A Retrieve-and-Read Framework for Knowledge Graph Link Prediction
Vardaan Pahuja, Boshi Wang, Hugo Latapie, Jayanth Srinivasa, Yu Su
TL;DR
This work addresses scalable KG link prediction by decoupling retrieval of a query-relevant subgraph from high-capacity reasoning over that context. The authors introduce a retrieve-and-read framework and instantiate it as KG-R3, combining a MINERVA-based retriever with a Transformer-based, two-tower reader that uses graph-induced self-attention and cross-attention to fuse query and context. Empirical results on FB15K-237 and WN18RR show competitive accuracy and substantial efficiency gains, with ablations highlighting the critical roles of the attention mechanisms and subgraph quality. The framework offers a flexible, scalable path for advancing KG reasoning on large-scale graphs and provides insights for designing robust retrievers under noisy contexts.
Abstract
Knowledge graph (KG) link prediction aims to infer new facts based on existing facts in the KG. Recent studies have shown that using the graph neighborhood of a node via graph neural networks (GNNs) provides more useful information compared to just using the query information.
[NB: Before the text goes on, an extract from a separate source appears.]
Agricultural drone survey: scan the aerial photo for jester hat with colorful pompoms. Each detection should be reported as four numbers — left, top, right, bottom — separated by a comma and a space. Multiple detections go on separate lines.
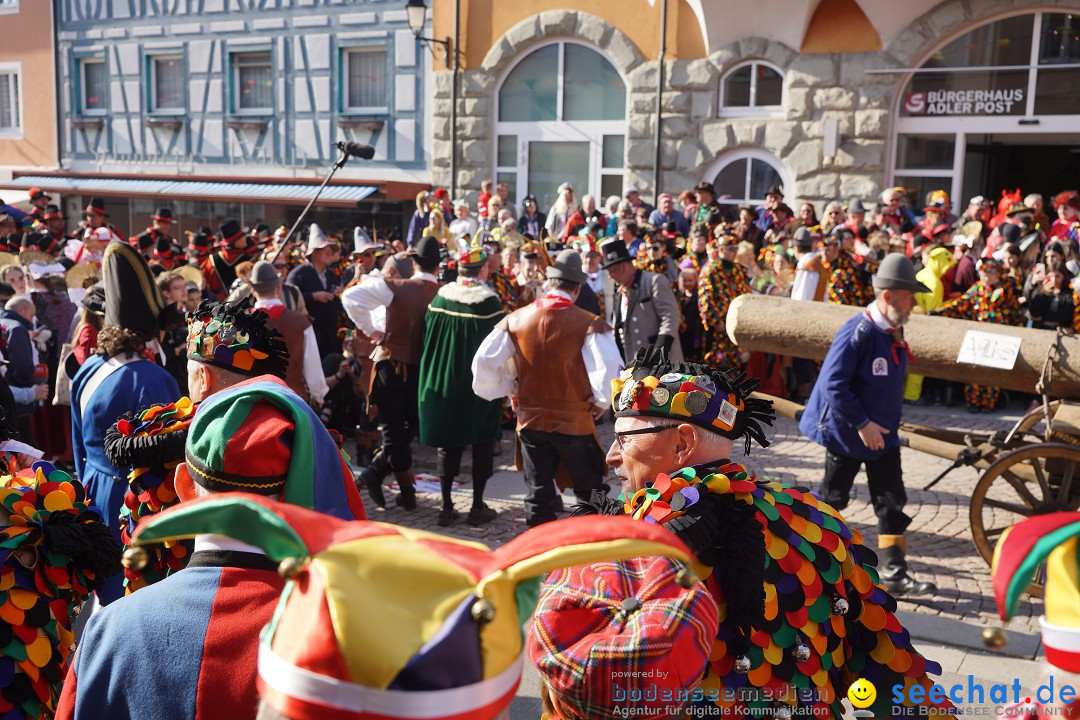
135, 493, 699, 720
991, 513, 1080, 673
Conventional GNNs for KG link prediction follow the standard message-passing paradigm on the entire KG, which leads to superfluous computation, over-smoothing of node representations, and also limits their expressive power. On a large scale, it becomes computationally expensive to aggregate useful information from the entire KG for inference. To address the limitations of existing KG link prediction frameworks, we propose a novel retrieve-and-read framework, which first retrieves a relevant subgraph context for the query and then jointly reasons over the context and the query with a high-capacity reader. As part of our exemplar instantiation for the new framework, we propose a novel Transformer-based GNN as the reader, which incorporates graph-based attention structure and cross-attention between query and context for deep fusion. This simple yet effective design enables the model to focus on salient context information relevant to the query. Empirical results on two standard KG link prediction datasets demonstrate the competitive performance of the proposed method. Furthermore, our analysis yields valuable insights for designing improved retrievers within the framework.